Secured loan : A secured loan is where you borrow money and the money you need to pay back is held as security against some asset like your home or your car. This signifies that if you miss the regular monthly instalments, the lender is able to take possession of your asset so that they can get back their money. Secured loans are often more agreeable when you intend to take out a loan for greater amounts of money. Interest rates have a tendency to be more reasonable than had you taken the loan as an unsecured loan. This is since the loan provider has a greater degree of certainty that he will be repaid what you borrowed by way of your asset.
Income protection insurance : Income Protection Insurance is also known as ASU (accident, sickness and unemployment cover). This kind of insurance will provide a regular pay check if ever you are unable to function in your job because of having an injury, sickness or a disability. The amount you'll be given depends on your overall wages.
Payday loan : A Payday Loan is so named due to the fact that it provides a way for you to take out a loan prior to and until the next day you get paid. A payday loan is meant to bridge the gap should you run into an unexpected expense, such as surprise car repairs or an enormous veterinarian bill. There are some providers of these loans, they most often have a set rate for each £100 you are lent, in place of a percentage of interest.

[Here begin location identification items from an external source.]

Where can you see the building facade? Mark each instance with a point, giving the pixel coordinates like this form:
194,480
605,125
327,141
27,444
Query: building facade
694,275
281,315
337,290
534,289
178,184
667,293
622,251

Repayment mortgage : A repayment mortgage means that together, the capital (the borrowed amount) as well as the interest (the interest amount to be paid back for borrowing) parts of a mortgage loan are paid off over the duration of the mortgage term. The implication is that after the end of the mortgage term, the amount owed is satisfied fully. This suggests that borrowers do not have to lean on having additional savings and /or investments in order to repay the loan, which is different from an interest only mortgage.
Early redemption penalty : An early redemption penalty is a financial penalty that you will need to pay if you satisfy the lending, such as a mortgage or loan, prematurely. When seeking some form of credit, it is wise to look into the early redemption clause. That way you can see the amount you could obligated for if you choose to pay off the lending before the end the full term.